GC Bomb - CMS GC starves high priority system threads

swpalmer · July 26, 2005, 1:06am

Not game related, but it might interest you just the same.

My company makes video encoding stuff. We have our own capture cards and a fancy app that does video encoding and braocasting using various codecs. The UI is written in Java. It runs on Windows and the same UI code provides a remote interface to our encoders on Linux and Mac. My test were done on 1.5.0_01, since 1.5.0_03 or _04 will crash hard in jvm.dll if you let it run for 30 hours or so.

Recently while testing we found that the hardware was dropping frames of video because the software wasn’t emptying the hardware’s FIFO fast enough. This happened when the Concurrent Mark Sweep collector did a full sweep. There is a driver thread that runs at the highest windows priority (31) that is responsible for emptying the hardware FIFO. That thread is running in the System process, quite separate from the UI application.

After much experimenting I found that the ‘sweep’ phase of the CMS collector would run for a bit over 200 ms. During that time there was a lot of thread context switching and it managed to starve the high priority driver thread for long enough (100ms) that the hardware FIFO overflowed.

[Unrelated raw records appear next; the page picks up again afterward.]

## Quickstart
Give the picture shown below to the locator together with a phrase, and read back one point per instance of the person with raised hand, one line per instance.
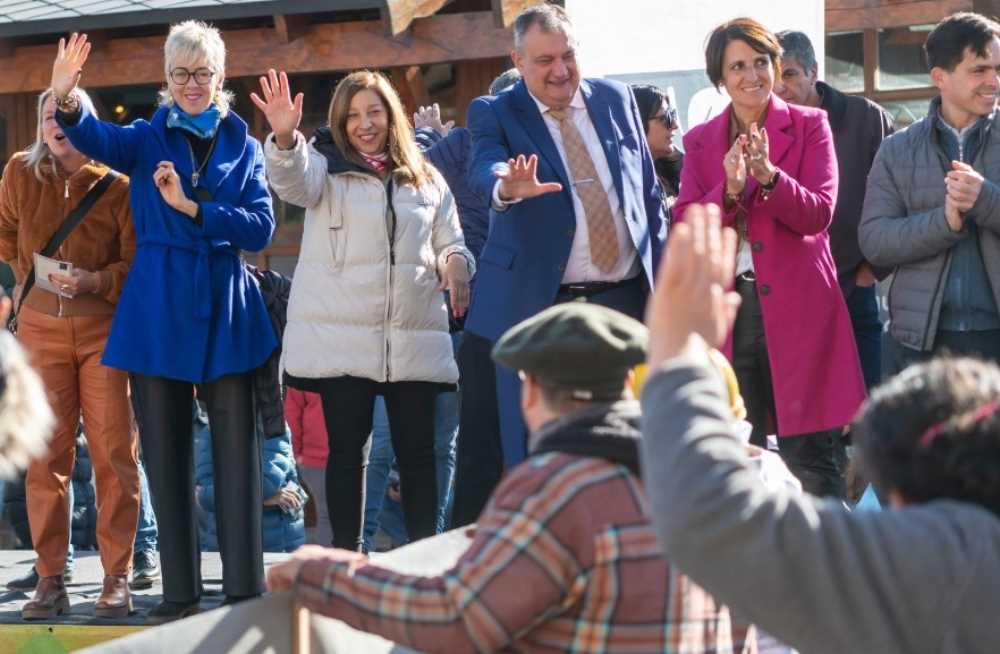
(913, 579)
(367, 314)
(190, 312)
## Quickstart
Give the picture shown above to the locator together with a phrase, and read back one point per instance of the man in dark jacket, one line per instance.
(859, 126)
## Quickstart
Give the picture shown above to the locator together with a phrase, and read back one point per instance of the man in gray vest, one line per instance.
(932, 208)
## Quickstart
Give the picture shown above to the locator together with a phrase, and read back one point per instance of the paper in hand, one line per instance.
(44, 266)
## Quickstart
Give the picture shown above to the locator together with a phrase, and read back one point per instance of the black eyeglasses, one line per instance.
(202, 76)
(668, 118)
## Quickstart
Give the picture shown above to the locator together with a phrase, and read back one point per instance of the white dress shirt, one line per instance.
(579, 267)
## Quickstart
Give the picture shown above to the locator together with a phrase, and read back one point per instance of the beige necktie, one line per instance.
(596, 208)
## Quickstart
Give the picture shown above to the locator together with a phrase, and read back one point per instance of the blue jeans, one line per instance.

Incidentally, my code during a test does nothing but query some stats from another process and display them on a Swing UI. It has one indeterminant progress bar and several JLables that update once a second. As far as I know I generate no new objects that should live more than one second during this process. Most of the time the app is idle. A polling thread wakes up every second and collects some stats via JNI.

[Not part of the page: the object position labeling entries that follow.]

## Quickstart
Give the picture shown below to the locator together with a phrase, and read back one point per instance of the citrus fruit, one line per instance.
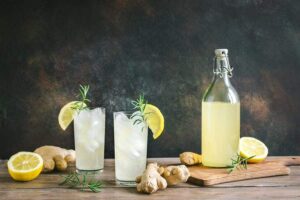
(154, 119)
(66, 114)
(250, 146)
(25, 166)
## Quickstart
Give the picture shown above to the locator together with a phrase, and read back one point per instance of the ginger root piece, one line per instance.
(151, 180)
(176, 174)
(55, 157)
(190, 158)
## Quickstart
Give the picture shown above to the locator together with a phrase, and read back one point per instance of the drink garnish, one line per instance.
(82, 104)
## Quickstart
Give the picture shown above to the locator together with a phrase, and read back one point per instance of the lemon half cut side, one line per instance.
(25, 166)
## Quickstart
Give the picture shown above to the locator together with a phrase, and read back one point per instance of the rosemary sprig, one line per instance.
(140, 105)
(82, 104)
(238, 163)
(76, 180)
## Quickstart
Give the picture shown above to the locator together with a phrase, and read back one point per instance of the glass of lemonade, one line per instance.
(130, 147)
(89, 131)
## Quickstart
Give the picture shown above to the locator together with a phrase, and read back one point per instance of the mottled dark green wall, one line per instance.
(161, 48)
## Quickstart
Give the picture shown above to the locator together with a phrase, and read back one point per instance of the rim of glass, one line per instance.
(93, 108)
(126, 112)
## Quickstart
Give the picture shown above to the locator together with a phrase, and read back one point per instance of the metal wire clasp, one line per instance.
(224, 68)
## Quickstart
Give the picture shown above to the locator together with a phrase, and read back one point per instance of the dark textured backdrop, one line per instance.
(161, 48)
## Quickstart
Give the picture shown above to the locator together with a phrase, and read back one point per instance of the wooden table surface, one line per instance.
(46, 187)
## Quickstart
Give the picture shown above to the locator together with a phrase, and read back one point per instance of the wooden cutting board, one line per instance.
(206, 176)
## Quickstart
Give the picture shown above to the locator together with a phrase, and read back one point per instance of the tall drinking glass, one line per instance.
(130, 147)
(89, 131)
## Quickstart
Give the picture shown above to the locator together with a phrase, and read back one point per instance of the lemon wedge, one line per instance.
(154, 119)
(66, 115)
(250, 146)
(25, 166)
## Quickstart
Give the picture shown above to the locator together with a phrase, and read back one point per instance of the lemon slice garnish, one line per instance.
(66, 114)
(250, 146)
(154, 119)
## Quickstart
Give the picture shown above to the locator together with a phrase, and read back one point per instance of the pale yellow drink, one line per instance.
(220, 133)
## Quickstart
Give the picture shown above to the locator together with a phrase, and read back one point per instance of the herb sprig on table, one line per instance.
(238, 163)
(82, 103)
(80, 181)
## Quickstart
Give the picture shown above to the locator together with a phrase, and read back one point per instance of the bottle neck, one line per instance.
(222, 68)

I switched to the openGL pipeline and the problem went away. Checking the GC activity showed that with the default graphics pipeline on windows or with nodraw=true the CMS sweep was as I said 200ms+. Simply switching to the OpenGL pipeline and changing nothing else in the application the time taken for the CMS sweep phase was reduced by a factor of 10, though it happened a bit more frequently. Lowering the max heap size (to 20MB) also made the problem go away, by increasing the freqency and shortening the duration of the CMS sweep phase.

Because the OpenGL pipeline was not stable on all the hardware we needed to support, we searched for another solution and found it with the -XX:+CMSIncrementalMode option (used in addition to the -XX:+UseConcMarkSweepGC that we were already using).

What I find most disturbing about this is that the GC thread could possibly starve a thread in the system process that is set to the highest possible priority. I have many questions:

What priority does the GC thread run at?
What about the finalizer thread?
Why do any objects accumulate in the tenured generation at all? (Every object I make is small and lives for at most one second. The young generation should easily deal with them.)
My thread does little more than while(true) { lable.setText("frame "+x); Thread.sleep(1000); }, though with a few more JLabels, a hidden JTable, and a progress bar animating.

Next I have to figure out why jvm.dll always crashes at the same spot after running for a couple days… though for now 1.5.0_01 will save me from that.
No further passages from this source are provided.